Un communiqué de Carl lang,
Président du Parti de la France :
Les annonces et les attentes du grand bouleversement du système politique français à l’occasion de cette élection présidentielle ont fait long feu. Nous assistons à la qualification plus que facile des deux candidats des habituels partis de gouvernement. Avec 28,63% pour François Hollande et 27,07% pour Nicolas Sarkozy, ils n’ont été menacés par personne au premier tour et sont les seuls à passer la barre des 20%.
Pour les autres candidats, dix ans après 2002, nous constatons un quasi statu quo électoral.
En 2002, le parti communiste et l’extrême gauche recueillaient ; 3,37% pour Robert Hue, 5,72% pour Laguiller, 4,25% pour Besancenot, 0,47% pour Gluckstein , soit un total de 13,81% des voix. Aujourd’hui, Mélenchon (11,13%), Poutou (1,1%) et Arthaud(0,57%) obtiennent ensemble 12,80% des suffrages. Rien de nouveau sous le soleil malgré les démonstrations de force du front de gauche.
En 2002, Jean-Marie Le Pen (16,86%) et Bruno Mégret (2,34%) totalisaient au premier tour 19,2% des voix pour la vraie droite nationale. Aujourd’hui, Marine Le Pen, en situation de monopole recueille 18,01% des suffrages. Rien de nouveau sous le soleil malgré une exposition médiatique que n’avait jamais connue son père. Son ralliement au discours économique de gauche ne fera finalement que le jeu du parti socialiste au deuxième tour. Enfin, à 9 points derrière le candidat UMP et 10 points derrière le socialiste le mythe de l’accès garanti au deuxième tour par la baguette magique de la « dédiabolisation » s’est effondré.
Alors que la France et le monde traversent la plus grande crise financière et économique depuis 1929, les forces soi-disant alternatives aux partis dominants disposaient des conditions historiques pour réaliser le grand changement. Il ne s’est rien passé de nouveau ; Malgré un bon résultat électoral, l’échec politique est patent. La qualification de Sarkozy et de Hollande au deuxième tour n’a finalement été qu’une formalité.

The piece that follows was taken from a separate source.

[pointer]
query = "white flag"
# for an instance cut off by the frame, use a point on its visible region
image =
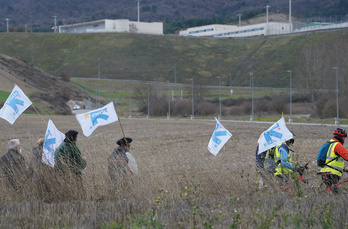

Jacques Chirac président sortant en 2002 obtenait 19,88% au soir du premier tour ; Nicolas Sarkozy, président sortant d’un quinquennat de crise mondiale obtient 27,08%. Lionel Jospin, le candidat PS de 2002 obtenait 16,28% et était éliminé ; François Hollande recueille 28,63% des suffrages et arrive en tête.
Le succès de premier tour des deux partis dominants du système est donc total. C’est la revanche, 10 ans après, du parti socialiste et la victoire de la bipolarisation gauche-droite de la vie politique française.
Nous sommes donc à des années lumières du grand choc de 2002 qui, par la qualification au deuxième de Jean-Marie Le Pen avait ébranlé le régime de cohabitation.
Le Parti de la France fera part de sa position (cliquez ici) politique pour le deuxième tour dans les jours prochains, et, puisque tout reste à faire, se prépare activement au rendez-vous des élections législatives de juin.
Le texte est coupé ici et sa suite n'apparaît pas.